Figure 3: Analysis of the Pvf/Pvr and ERK mediated cell spreading response in Drosophila S2 cells.

(a) Effects of dsRNA targeting of either Pvr or Pvf 1-3 genes on GBP-dependent ERK activation in S2 cells. S2 cells were used three days after adding dsRNA of each target gene as described in the Methods. Where indicated, 20 nM GBP was added for 3 min. Each value represents the mean±s.d. for four independent determinations. **P<0.01: Significant differences from control (–GBP/–dsRNA) value are indicated by Tukey’s HSD. Full blot was supplied in Supplementary Fig. 11. (b) ERK activation by conditioned medium of Pvf2-over-expressing S2 cells. 0.1, 0.5, 1.0: 10-fold diluted, 2-fold diluted and undiluted conditioned media of S2 cell culture (5 × 10⁶ cells per well) were respectively used. C. medium: medium from cultures of control S2 cells. 1.0+Ab: undiluted conditioned medium preincubated with anti-Pvf2 antibody for 2 h. Each value represents the mean±s.d. for five independent determinations. *P<0.05: Significant difference from control (BSA) value is indicated by Tukey’s HSD. Full blot is supplied in Supplementary Fig. 11. (c) Western blot of Pvf2 protein in incubation medium of S2 cells stimulated by either 20 nM GBP or 100 nM A23187 for 3 min.
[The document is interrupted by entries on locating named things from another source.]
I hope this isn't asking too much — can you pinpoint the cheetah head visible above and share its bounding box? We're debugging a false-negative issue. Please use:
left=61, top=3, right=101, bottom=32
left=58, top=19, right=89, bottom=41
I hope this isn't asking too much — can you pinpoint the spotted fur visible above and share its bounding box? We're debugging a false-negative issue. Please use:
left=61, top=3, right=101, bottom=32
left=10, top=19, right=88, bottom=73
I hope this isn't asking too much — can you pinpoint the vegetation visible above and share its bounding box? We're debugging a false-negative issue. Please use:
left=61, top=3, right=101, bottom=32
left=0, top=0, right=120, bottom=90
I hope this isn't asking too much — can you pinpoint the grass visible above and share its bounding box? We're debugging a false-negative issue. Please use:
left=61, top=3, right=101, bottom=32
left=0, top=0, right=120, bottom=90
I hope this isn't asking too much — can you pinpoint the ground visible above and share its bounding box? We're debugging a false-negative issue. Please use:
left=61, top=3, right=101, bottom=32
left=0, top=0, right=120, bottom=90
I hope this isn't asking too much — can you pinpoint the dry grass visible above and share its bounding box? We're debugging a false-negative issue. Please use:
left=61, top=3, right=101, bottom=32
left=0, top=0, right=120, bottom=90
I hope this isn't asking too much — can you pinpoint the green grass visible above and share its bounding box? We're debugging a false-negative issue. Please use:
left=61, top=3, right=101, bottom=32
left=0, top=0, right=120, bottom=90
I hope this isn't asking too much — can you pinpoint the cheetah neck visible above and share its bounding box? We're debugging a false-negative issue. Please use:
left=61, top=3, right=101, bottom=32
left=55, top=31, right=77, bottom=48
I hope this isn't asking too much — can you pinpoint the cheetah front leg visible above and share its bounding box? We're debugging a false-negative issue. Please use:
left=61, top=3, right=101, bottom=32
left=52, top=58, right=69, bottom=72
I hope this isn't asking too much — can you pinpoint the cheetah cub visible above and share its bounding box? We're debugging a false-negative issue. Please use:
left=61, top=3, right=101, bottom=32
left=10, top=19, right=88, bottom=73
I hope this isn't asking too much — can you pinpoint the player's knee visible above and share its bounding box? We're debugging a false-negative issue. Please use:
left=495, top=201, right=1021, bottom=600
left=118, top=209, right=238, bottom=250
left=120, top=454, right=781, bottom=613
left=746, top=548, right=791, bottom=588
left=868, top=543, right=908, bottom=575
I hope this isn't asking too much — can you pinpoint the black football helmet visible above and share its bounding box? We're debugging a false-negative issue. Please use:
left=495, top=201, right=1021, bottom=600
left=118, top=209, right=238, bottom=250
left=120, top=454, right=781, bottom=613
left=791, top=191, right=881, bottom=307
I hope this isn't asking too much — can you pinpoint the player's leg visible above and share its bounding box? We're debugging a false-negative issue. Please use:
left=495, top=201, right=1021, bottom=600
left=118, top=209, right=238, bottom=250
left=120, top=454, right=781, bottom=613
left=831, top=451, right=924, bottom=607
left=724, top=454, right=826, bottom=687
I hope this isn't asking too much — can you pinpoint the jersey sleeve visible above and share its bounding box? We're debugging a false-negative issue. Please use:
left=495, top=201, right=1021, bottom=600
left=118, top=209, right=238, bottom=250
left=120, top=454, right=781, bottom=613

In the case of EGTA treatment, S2 cells were preincubated with 10 mM EGTA for 10 min before addition of 20 nM GBP. Liquid chromatography mass spectrometry analysis of the immunoreactive band indicated by the arrow (in GBP-treated sample) showed that two determined peptide fragment sequences &#8232;(VPRPEVVHITR and PRPEVVHITR) were found to be completely identical in Pvf2 amino-acid sequence, indicating that this band is Pvf2 precursor protein (see Supplementary Fig. 6).